DEPARTMENT OF HISTORY, UCSB
This talk explores the role of public opinion and social-protest through a case-study of the Nuclear Weapons Freeze Campaign of the 1980s. The Freeze campaign grew in parallel to the onset of the administration of Ronald Reagan and an increasingly tense Cold War, responding with a simple and easy solution to the escalating arms race: a bilateral freeze on the production, deployment, and testing of nuclear weapons. The campaign soon spread across American society, influencing Just War and pro-life debates among Catholic Bishops, becoming a theme within popular movies, television shows, and music, and receiving bipartisan support within the Congress. Drawing extensively on newly declassified documents from the archives of the Ronald Reagan Presidential Library, memoirs of Reagan administration officials, Freeze activists, and extensive media sources, this talk argues the Reagan administration was forced to co-opt the antinuclear message emanating from the Freeze campaign, or else continue to face a growing backlash with potential electoral repercussions.

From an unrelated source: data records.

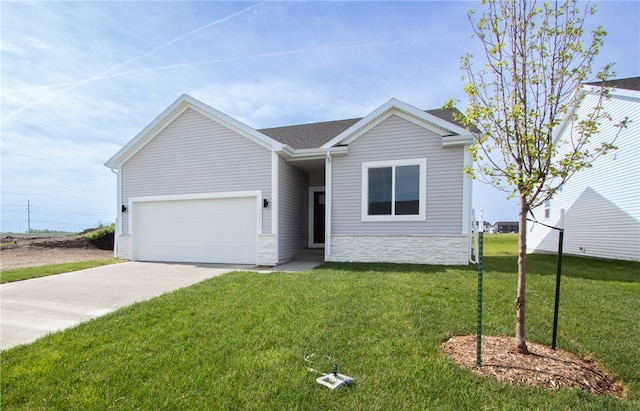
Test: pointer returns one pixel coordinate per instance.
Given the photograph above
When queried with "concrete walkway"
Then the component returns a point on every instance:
(31, 309)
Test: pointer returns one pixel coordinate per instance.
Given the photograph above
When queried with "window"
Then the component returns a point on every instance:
(394, 190)
(547, 209)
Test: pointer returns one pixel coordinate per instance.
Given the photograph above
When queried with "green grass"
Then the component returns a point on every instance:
(238, 341)
(18, 274)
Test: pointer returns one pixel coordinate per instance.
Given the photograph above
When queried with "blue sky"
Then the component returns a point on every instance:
(80, 79)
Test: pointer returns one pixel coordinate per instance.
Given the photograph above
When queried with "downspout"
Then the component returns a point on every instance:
(118, 230)
(467, 203)
(327, 209)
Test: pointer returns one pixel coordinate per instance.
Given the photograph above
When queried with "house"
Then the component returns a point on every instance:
(599, 207)
(197, 185)
(505, 227)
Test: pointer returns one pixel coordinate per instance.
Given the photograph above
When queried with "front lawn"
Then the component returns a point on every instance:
(25, 273)
(238, 341)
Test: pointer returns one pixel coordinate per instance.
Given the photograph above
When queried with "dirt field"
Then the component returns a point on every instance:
(18, 253)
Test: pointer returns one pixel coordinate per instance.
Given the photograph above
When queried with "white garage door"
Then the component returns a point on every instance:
(221, 230)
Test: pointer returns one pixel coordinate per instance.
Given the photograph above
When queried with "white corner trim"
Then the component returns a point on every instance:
(311, 215)
(274, 202)
(328, 195)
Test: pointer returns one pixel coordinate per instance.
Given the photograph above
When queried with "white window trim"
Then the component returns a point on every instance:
(422, 195)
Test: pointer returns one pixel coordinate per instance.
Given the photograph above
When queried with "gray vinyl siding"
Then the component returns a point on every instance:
(396, 139)
(293, 210)
(195, 154)
(601, 203)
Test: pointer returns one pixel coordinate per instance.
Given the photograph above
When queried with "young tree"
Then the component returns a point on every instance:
(535, 65)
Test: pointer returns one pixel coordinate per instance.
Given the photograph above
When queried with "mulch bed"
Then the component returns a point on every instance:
(543, 367)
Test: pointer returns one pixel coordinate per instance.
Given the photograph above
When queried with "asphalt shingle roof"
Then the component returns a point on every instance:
(314, 135)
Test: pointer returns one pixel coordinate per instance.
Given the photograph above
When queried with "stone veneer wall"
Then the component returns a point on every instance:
(412, 249)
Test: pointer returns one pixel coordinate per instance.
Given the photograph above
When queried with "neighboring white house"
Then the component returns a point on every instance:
(199, 186)
(601, 204)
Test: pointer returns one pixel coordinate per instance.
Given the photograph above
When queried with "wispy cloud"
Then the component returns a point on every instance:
(68, 86)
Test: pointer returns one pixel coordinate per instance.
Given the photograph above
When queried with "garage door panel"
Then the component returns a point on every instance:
(202, 230)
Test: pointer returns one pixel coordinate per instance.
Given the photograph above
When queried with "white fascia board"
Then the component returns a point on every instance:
(457, 140)
(174, 111)
(292, 154)
(401, 109)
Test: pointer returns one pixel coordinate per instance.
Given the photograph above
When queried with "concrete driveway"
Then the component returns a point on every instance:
(33, 308)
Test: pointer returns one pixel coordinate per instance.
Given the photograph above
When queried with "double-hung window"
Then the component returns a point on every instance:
(394, 190)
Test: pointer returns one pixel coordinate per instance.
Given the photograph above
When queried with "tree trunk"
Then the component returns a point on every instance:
(521, 344)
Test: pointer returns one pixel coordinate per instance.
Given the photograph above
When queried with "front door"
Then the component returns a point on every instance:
(316, 217)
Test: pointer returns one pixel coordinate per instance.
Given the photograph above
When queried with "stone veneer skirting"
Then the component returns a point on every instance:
(412, 249)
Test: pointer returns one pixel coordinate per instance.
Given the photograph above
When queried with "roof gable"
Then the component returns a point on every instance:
(174, 111)
(428, 120)
(312, 135)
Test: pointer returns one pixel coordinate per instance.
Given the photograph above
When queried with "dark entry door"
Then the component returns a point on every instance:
(318, 217)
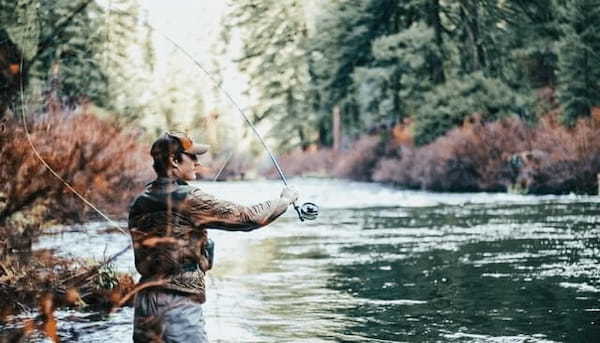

Henry Maar is a Ph.D. candidate in the History Department at the University of California, Santa Barbara. His research focuses on the role of public opinion and movements of social-protest in the shaping of American foreign policy. His dissertation, “The Challenge of Peace: Public Opinion, the Reagan Administration, and the Movement to Freeze the Arms Race,” uses newly declassified documents from the Ronald Reagan Presidential Library to assess the influence of the Nuclear Freeze movement on American foreign policy and the Cold War. He is completing his Ph.D. with the support of a Nuclear Security Dissertation Fellowship from the UC Institute of Global Conflict and Cooperation (IGCC).